The US Inflation Reduction Act (IRA) has initiated a strong momentum in the renewable energy sector. According to a new report, “Energising American Battery Storage Manufacturing”, from SEIA (Solar Energy Industries Association) the IRA is strengthening the competitiveness of American energy storage manufacturing, but domestic production is still expected to fall short of demand as early as 2025 without strategic action.
“America’s ability to lead the global clean energy transition and boost grid reliability depends on how quickly we scale domestic production and deploy battery storage technology,” said SEIA president and CEO Abigail Ross Hopper.
The report defines the challenges, and the opportunities domestic storage companies will face during the transition process from a fossil fuel-based economy to a sustainable energy supply model, where solar power plays an important role.

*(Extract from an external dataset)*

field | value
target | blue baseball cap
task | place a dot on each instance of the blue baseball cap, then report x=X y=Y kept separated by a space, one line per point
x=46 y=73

The US demand for battery energy storage systems (BESS) is likely to increase over six-fold from 18GWh to 119GWh by 2030, according to the report. US manufacturing capacity for all lithium-ion battery applications is currently at 60GWh.
The research also found the biggest barrier to spurring energy storage manufacturing is the cost and availability of raw materials. While phosphorus and lithium from the United States and its trading partners are available in sufficient quantities, the availability of graphite and other processed materials, like cathode and anode active materials, could experience a shortfall. For energy storage, the IRA offers incentives to produce electrode active materials, battery cells, and battery modules.
“Effective state regulations and industrial policies, e.g. incentive packages can provide early-stage support for mining and refining of materials to ensure manufacturers can meet demand. Smart and strategic investments across the supply chain are needed because building a domestic energy storage base is a strategic imperative for U.S. energy security,” Ms Hopper continued.